Transtorno de compulsão alimentar: a importância do tratamento multidisciplinar centrado no indivíduo
Você já deve ter ouvido alguém falar que come compulsivamente.
A menção ao transtorno de compulsão alimentar (TCA) vem se tornando mais frequente na mídia nos últimos anos. No longa-metragem The Whale, de 2022 e indicado ao Oscar, o protagonista apresenta TCA, dentre outros diagnósticos, e seu sofrimento é marcante.
Entretanto, diferente do que se pode pensar, o quadro não se resume a episódios isolados de consumo de uma maior quantidade de alimentos, como, por exemplo, uma feijoada no almoço de sábado. Além disso, não é uma condição exclusiva de indivíduos que convivem com sobrepeso ou obesidade. O diagnóstico exige critérios específicos e evidência de prejuízo da qualidade de vida de quem convive com os sintomas.

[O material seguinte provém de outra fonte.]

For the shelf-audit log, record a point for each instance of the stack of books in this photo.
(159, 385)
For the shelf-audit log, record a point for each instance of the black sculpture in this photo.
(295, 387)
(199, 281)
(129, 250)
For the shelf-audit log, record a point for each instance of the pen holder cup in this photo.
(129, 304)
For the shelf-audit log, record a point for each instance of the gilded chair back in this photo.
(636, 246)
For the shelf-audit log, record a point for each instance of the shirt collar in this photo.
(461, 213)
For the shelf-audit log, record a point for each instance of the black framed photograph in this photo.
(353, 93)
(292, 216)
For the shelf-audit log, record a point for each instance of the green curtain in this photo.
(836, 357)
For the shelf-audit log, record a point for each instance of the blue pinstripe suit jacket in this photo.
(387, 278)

Os episódios de compulsão alimentar costumam envolver o consumo de uma quantidade grande de alimentos em um período curto de tempo (2 horas ou menos) e são acompanhados da sensação de descontrole sobre a ingesta. O consumo alimentar é veloz, mesmo na ausência de fome, até sentir-se desconfortavelmente cheio. Frequentemente ocorrem quando se está sozinho, pelo constrangimento sobre o volume de comida ingerido. Sentimentos de culpa e sofrimento são comuns após os eventos e há uma frequência mínima de 1 episódio por semana, por 3 meses.
O TCA está relacionado a outras comorbidades, principalmente a transtornos de humor, como transtorno bipolar, ansiedade e depressão, em 80% dos casos. Em 20%, associa-se ao transtorno de déficit de atenção e hiperatividade (TDAH), caracterizado por falta de atenção, dificuldade de concentração, inquietação e impulsividade.
Reconhecer o quadro é essencial para procura de ajuda e início de tratamento. O acompanhamento de pessoas com TCA envolve uma equipe especializada multidisciplinar composta por médico, nutricionista e psicoterapeuta. O tratamento conjunto das comorbidades também é peça-chave no processo.
Os pilares do tratamento são:
- Reeducação alimentar: com base em escolhas mais naturais, sem restrições intensas ou específicas de macronutrientes (carboidratos, por exemplo) e exercitando a mudança da relação com a comida.
- Estilo de vida ativo: para cultivar os benefícios físicos e também psíquicos relacionados à atividade física.
- Psicoterapia: a terapia cognitivo comportamental costuma ser uma modalidade de sucesso no seguimento desses pacientes. O objetivo é abordar pensamentos disfuncionais e hábitos relacionados à alimentação, para reduzir a frequência de episódios de compulsão alimentar.
- Medicação: a Lisdexanfetamina (nomes comerciais: Venvanse, Elvanse, Juneve) é o único fármaco, com aprovação em bula, para tratamento de casos moderados a graves de TCA. É um medicamento psicoestimulante, com indicação de uso para pacientes com quadro de transtorno do déficit de atenção e hiperatividade, com o potencial de dependência se usado sem indicação e acompanhamento adequados. Portanto, é mais um pilar terapêutico para casos selecionados.
Por fim, reforçamos a importância do reconhecimento do transtorno de compulsão alimentar para oferecimento de um tratamento completo, multidisciplinar, baseado principalmente em mudança de hábitos e da relação do próprio indivíduo com a alimentação.